What Typically Trigger Anxiety in You at Various Stages
What typically triggers Anxiety in you at each of the seven stages:
- Stage One―Fears concerning such things as abandonment, physical or mental disability and extreme poverty … Being, living, and/or dying alone where you would be or even merely feel unable to survive or change a dreaded fate.
- Stage Two―The prospect of being caught, punished, or exposed for your deliberate antisocial activities … Losing your freedom or cover … Twos often have a built-in immunity to anxiety. Thus, it can take a lot for some Twos to feel any anxiety at all.
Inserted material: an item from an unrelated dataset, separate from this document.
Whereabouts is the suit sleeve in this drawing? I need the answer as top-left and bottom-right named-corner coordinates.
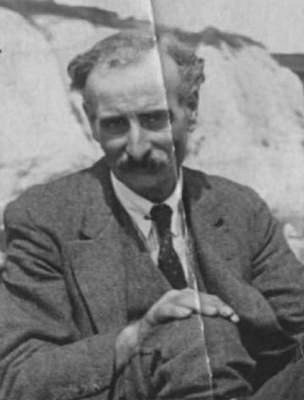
top-left (0, 200), bottom-right (122, 400)
top-left (250, 193), bottom-right (304, 343)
- Stage Three―Leaving your comfort zone, especially when “the rules” aren’t clear … The possibility of being damned, punished, or even killed for doing or perhaps even thinking something different than whatever would be acceptable to a feared authority (real or imagined) … “Shades of gray.”
- Stage Four―Being (or the prospect of being) rejected, embarrassed or seen as inadequate, “a failure” or of lesser worth by someone (or many, e.g., your peer group or even a segment of the public) whose validation is important to you … Worries about losing a love relationship through some form of rejection, are very characteristic of this stage..
- Stage Five―Becoming unglued as your roles expand; or worry that circumstances will overwhelm or render you unable to fulfill your roles … The awareness of any form of self-sabotage, where you somehow (usually by virtue of your lower-stage hooks) defeat your own purpose or inadvertently get into your own way.
- Stage Six―The prospect of failure (or being unable) to pursue or receive satisfaction from something you passionately enjoy.
- Stage Seven―When worried about or feeling powerless to combat forces that oppose you when trying to make the necessary contribution that the mission or calling to which you are committed requires … The prospect of not bringing your mission, calling, or contribution to fruition.